Quando pensamos nisso, construir um guarda-roupa através do secondhand e do swap não é, na verdade, nada de revolucionário. As nossas avós e bisavós faziam-no há gerações – a roupa herdava-se, alterava-se, trocava-se, reparava-se. Foi apenas nas últimas décadas que nos habituámos à ideia de que a roupa é algo descartável, que deitamos fora ao fim de uma estação e substituímos por algo novo. O regresso ao secondhand e ao swap é, em certo sentido, um regresso ao bom senso. Com a diferença de que hoje temos à disposição a internet, plataformas online e comunidades que tornam todo o processo mais cómodo e divertido do que alguma vez foi.
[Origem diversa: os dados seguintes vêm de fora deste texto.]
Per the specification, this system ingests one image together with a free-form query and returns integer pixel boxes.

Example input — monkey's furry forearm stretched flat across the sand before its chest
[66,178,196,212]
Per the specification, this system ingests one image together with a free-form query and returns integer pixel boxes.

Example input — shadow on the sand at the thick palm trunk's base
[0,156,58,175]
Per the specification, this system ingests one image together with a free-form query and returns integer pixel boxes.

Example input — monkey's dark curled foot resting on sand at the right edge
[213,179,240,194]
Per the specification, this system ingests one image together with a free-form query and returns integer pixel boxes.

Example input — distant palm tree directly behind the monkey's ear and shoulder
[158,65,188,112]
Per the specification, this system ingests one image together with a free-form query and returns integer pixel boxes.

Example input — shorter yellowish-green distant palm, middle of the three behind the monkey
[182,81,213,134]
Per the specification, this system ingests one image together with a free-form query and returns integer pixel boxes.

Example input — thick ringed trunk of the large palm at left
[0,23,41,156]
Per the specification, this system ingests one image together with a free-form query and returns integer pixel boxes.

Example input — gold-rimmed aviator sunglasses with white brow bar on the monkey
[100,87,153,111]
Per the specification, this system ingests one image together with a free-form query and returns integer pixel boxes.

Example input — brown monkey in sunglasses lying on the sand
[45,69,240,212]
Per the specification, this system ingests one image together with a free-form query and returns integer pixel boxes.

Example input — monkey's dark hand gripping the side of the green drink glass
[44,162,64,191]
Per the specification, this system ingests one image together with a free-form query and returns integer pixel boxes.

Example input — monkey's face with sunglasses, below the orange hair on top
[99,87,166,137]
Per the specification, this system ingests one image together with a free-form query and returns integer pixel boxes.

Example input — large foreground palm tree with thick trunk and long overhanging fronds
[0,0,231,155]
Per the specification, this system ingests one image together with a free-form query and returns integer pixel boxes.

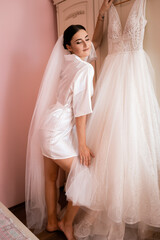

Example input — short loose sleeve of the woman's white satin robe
[73,64,94,117]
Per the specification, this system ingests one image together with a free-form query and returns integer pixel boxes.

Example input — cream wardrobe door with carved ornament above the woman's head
[57,0,94,38]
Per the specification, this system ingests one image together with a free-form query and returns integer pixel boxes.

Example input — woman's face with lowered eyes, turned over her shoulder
[67,29,91,60]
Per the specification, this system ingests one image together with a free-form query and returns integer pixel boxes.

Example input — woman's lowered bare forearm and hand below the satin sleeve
[75,115,94,166]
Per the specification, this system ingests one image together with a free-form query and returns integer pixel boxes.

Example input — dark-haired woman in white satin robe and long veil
[26,0,112,240]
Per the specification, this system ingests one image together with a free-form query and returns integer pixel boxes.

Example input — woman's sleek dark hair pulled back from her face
[63,25,86,49]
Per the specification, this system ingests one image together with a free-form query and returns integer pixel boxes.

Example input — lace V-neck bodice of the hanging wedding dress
[108,0,147,54]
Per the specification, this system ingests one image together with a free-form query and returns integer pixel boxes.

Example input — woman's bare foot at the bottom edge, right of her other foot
[58,219,76,240]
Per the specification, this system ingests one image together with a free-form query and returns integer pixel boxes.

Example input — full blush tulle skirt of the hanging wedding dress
[66,50,160,240]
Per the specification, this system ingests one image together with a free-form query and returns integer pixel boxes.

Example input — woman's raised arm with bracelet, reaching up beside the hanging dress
[92,0,114,49]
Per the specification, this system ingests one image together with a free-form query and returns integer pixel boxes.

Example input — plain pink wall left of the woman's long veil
[0,0,57,207]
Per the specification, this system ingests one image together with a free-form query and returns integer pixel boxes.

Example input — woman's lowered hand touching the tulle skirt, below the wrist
[79,145,94,167]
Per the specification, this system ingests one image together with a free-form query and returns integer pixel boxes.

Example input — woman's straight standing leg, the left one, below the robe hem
[44,157,59,231]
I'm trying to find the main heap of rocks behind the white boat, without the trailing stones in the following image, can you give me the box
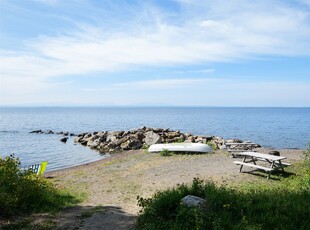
[74,127,224,153]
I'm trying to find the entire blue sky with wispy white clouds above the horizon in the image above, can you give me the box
[0,0,310,107]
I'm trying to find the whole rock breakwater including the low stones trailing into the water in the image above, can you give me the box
[30,127,261,153]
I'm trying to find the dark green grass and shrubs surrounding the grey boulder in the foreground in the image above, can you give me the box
[136,146,310,229]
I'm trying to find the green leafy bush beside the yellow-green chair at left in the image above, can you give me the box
[0,155,79,217]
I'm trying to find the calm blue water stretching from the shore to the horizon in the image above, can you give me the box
[0,107,310,171]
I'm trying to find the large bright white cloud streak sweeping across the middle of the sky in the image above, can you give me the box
[1,1,310,81]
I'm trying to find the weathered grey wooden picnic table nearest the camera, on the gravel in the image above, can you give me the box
[234,152,291,179]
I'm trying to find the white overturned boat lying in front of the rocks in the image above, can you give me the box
[148,143,213,153]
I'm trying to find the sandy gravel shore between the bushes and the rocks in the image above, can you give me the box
[38,149,302,229]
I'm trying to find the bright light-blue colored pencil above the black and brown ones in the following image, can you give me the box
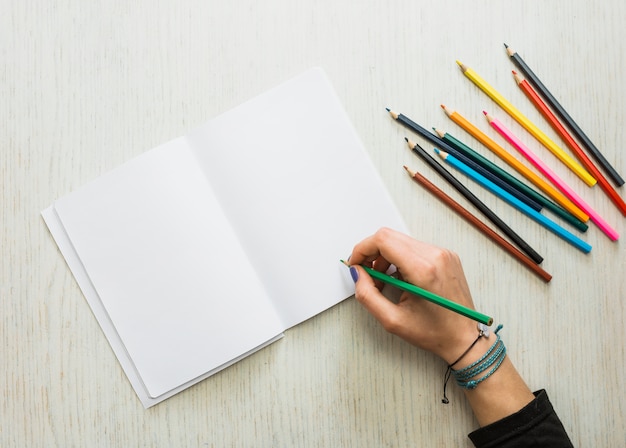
[435,149,591,253]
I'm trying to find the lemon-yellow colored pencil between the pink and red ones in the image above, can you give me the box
[456,61,596,187]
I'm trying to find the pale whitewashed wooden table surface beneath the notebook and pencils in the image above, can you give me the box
[0,0,626,447]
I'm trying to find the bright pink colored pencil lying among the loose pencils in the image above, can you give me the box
[483,111,619,241]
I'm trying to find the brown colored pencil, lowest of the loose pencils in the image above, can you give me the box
[404,166,552,283]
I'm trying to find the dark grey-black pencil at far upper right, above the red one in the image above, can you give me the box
[504,44,624,186]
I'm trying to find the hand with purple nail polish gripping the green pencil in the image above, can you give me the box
[349,228,478,364]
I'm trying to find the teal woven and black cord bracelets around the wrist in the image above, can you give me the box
[441,324,506,404]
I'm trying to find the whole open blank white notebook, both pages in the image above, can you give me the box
[42,68,405,407]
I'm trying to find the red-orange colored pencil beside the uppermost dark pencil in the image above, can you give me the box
[513,71,626,216]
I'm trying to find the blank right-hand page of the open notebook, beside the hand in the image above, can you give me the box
[188,69,406,328]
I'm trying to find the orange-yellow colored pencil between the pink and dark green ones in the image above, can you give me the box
[441,104,589,222]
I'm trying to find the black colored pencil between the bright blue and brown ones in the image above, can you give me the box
[405,138,543,264]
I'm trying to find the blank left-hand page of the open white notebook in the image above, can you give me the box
[43,138,283,407]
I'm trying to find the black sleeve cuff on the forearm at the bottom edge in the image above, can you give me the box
[469,389,573,448]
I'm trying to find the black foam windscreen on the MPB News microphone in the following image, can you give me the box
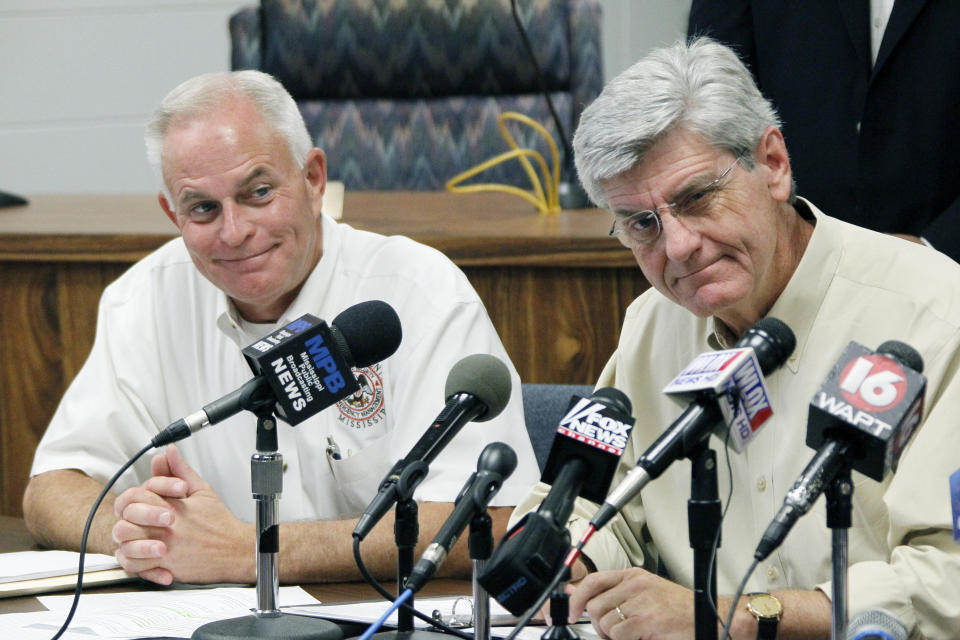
[330,300,403,367]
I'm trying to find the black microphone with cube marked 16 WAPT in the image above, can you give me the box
[753,340,927,561]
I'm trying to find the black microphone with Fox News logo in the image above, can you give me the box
[477,387,634,615]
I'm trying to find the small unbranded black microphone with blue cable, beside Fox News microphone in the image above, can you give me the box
[404,442,517,592]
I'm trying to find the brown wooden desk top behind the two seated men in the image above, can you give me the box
[0,191,636,267]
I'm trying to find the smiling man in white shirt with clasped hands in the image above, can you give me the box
[24,71,536,584]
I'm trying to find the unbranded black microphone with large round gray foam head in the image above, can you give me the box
[353,353,511,540]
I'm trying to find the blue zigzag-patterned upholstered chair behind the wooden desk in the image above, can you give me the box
[230,0,603,190]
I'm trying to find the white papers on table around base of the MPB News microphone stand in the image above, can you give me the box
[0,587,319,640]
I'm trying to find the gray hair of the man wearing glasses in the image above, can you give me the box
[573,38,780,207]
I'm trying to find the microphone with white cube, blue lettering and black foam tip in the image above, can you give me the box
[590,317,796,529]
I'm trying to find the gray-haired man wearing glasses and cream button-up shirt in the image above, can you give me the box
[515,39,960,640]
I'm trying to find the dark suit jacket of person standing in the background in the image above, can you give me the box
[689,0,960,260]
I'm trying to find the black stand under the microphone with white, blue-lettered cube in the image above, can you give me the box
[687,439,722,640]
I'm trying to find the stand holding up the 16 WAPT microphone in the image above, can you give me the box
[824,460,853,640]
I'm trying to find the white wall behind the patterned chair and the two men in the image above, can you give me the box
[0,0,689,195]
Quem descobre uma vez a alegria de encontrar a peça perfeita num secondhand – aquele casaco que assenta como uma luva, aqueles sapatos com que sonhava mas que numa loja seriam inacessíveis – dificilmente volta às compras convencionais de bom grado. E talvez seja precisamente aí que reside a maior força de todo este movimento: não se trata de um sentimento de obrigação ou sacrifício, mas de uma alegria autêntica num vestuário inteligente e com sentido, que é gentil tanto para a carteira como para o planeta.